Como recorda a historiadora Margaret MacMillan em artigo publicado no Financial Times, a ideia de um armistício de 24 horas, no dia de Natal, merecera a hostilidade dos comandos militares de ambos os lados das trincheiras. O proponente fora o papa Bento XV, ao pedir "que as armas possam calar-se pelo menos na noite em que cantaram os anjos".

O espírito dominante do lado da Entente e do lado dos impérios centrais continuava a ser o de lutar até à vitória total, que se esperava fosse rápida e decisiva. Mas entretanto já tinham morrido 800.000 soldados - dos quais cerca de 300.000 alemães, 300.000 franceses e 160.000 britânicos. E faltavam ainda quatro anos de uma carnificina sem paralelo na História anterior.

Contudo, para surpresa geral, verificaram-se nesse primeiro Natal da Guerra várias tréguas espontâneas e mesmo encontros de confraternização entre soldados inimigos. Segundo as testemunhas que recordaram o facto em literatura memorialista posterior, houve casos em que os soldados alemães começaram a cantar canções de Natal nas suas trincheiras, ao que os aliados respondiam cantando as suas, geralmente em inglês ou em francês.

Houve casos, sem dúvida, em que a cautelosa aproximação não foi além dessa simultaneidade de canções aparentadas pela música e pelo tema.
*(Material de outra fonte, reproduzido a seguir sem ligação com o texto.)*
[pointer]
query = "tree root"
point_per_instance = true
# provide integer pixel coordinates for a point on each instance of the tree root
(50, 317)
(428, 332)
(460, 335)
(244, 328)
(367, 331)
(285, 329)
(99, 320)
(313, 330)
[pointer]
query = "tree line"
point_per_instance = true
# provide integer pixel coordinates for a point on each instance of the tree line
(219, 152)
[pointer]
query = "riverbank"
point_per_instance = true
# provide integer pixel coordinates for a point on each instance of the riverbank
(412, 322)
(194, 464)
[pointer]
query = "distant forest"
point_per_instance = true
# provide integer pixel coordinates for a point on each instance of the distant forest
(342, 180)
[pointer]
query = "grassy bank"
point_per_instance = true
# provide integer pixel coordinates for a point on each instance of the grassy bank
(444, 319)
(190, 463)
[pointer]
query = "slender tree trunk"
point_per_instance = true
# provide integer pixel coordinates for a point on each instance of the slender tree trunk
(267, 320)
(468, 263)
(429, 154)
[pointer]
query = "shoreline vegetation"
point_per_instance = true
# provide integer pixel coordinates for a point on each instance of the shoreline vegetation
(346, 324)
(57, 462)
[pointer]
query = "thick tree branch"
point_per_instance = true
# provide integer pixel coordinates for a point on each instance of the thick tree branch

Assim, o resumo publicado em Der Spiegel de um livro recente de Andrew Davidson relata o caso do batalhão escocês, dito dos "Cameronians", que poucos dias antes tinha sido dizimado pela artilharia alemã próximo da pequena cidade belga de Armentières e que, convidado pelos soldados germânicos a participar num festejo de Natal, se recusou, ressentido ainda com as perdas recentes.

Mas, como as canções de Natal duraram toda a noite, houve a certa altura um dos "Cameronians", aparentemente já tocado pela bebida que se aventurou sozinho pela "terra de ninguém" em direcção aos alemães. A reacção da hierarquia militar britânica foi rápida: o soldado foi logo detido por um oficial de outro batalhão.

Mas também houve diversos casos em que a trégua deu lugar a verdadeiros encontros de confraternização entre as tropas inimigas, apesar da rigorosa proibição emitida pelos oficiais. Na "terra de ninguém", soldados inimigos jogaram futebol. Os jogos são ainda hoje comemorados na cidade belga de Ypres.

A confraternização desse primeiro Natal em guerra repetiu-se ainda no ano seguinte a um nível muito menor, e em 1916 em escala quase insignificante. No último Natal da guerra, o de 1917, já nada sucedeu na frente ocidental. Havia confraternização entre tropas russas e austro-alemãs na frente leste - mas a revolução bolchevique tinha vindo tomar o lugar do Natal como fautora de tréguas e iniciadora de um processo de paz. E teve de vir, já em 1918, a revolução alemã de Novembro derrubar a monarquia e impor um cessar-fogo imediato.